The TCOF framework (Task, Context, Output, Format) decomposes the prompt into four functional components, each with a distinct impact on response quality. Article 1.5 on this blog provides a complete analysis with experimental evidence.

Yin et al. [8] conducted a systematic sensitivity analysis of models to different instruction components, demonstrating that removing output specifications produces the most pronounced performance drop. The finding confirms that explicit structuring is not a formalism but a mechanism that reduces output entropy.
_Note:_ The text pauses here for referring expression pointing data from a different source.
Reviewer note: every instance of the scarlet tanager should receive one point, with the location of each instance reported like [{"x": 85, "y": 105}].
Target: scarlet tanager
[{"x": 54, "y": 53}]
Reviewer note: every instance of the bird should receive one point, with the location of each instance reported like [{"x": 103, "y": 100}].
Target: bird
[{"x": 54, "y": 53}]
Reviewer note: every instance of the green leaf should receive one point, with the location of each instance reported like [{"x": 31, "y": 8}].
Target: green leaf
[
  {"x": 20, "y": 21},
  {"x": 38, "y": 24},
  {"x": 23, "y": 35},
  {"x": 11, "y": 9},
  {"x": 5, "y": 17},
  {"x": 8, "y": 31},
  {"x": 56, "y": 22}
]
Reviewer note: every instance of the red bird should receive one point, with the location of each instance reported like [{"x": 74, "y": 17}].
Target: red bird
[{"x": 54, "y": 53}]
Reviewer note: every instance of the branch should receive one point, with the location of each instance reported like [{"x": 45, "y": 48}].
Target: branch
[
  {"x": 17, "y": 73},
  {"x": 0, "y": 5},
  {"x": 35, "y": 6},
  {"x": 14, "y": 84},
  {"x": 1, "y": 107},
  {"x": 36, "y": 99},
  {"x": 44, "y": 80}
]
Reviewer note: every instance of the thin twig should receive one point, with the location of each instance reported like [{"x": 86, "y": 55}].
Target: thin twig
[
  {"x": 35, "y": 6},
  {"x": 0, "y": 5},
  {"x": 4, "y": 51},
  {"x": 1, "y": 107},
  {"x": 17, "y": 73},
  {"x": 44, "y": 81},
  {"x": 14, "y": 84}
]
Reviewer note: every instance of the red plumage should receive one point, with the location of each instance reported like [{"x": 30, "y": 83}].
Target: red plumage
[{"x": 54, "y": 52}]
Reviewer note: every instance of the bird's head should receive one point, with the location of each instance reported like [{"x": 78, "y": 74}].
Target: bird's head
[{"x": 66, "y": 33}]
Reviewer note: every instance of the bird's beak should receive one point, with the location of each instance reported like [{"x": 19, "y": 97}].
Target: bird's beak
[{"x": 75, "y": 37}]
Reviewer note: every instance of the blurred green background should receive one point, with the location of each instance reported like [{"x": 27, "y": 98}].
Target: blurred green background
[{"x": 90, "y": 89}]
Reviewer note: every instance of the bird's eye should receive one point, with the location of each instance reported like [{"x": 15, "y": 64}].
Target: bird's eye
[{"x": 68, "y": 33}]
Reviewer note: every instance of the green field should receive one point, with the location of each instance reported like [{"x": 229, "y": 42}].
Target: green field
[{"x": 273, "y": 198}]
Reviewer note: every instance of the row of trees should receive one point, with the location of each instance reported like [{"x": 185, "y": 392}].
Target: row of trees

Figure 1 — The six Prompt Score criteria

Figure 1. The six criteria of the Prompt Score model. Each criterion evaluates an independent dimension of prompt quality, from the foundational level (Clarity) to the advanced level (Chain-of-Thought). The weights reflect the relative impact on the quality of the generated response.

2.4 Role Prompting

Score	Description	Example
1	No role assigned	"Analyze this sales data"
3	Generic role	"You are a business expert. Analyze this sales data"
5	Specific role with expertise and perspective	"You are a senior data analyst specializing in B2C e-commerce with 10 years of experience in seasonal performance analysis. Analyze this Q4 sales data identifying anomalous patterns against industry benchmarks"

Kong et al. [9], at NAACL 2024, demonstrated that role-play prompting improves accuracy on reasoning benchmarks from 53.5% to 63.8% (AQuA) and from 23.8% to 84.2% (Last Letter). The improvement is not marginal — it is an order of magnitude for some tasks.

Role prompting works because it modifies the model's response distribution, activating knowledge and linguistic patterns associated with the specified profile. The more specific the role — with defined domain, experience, and perspective — the greater the effect.

2.5 Few-Shot Examples

Score	Description
1	No examples provided
3	One example present, but generic or unrepresentative
5	2-3 specific examples clearly showing expected input and desired output

Brown et al. [6] demonstrated that few-shot prompting — providing input-output examples — is the fundamental mechanism of in-context learning. The model learns the pattern from examples without parameter updates.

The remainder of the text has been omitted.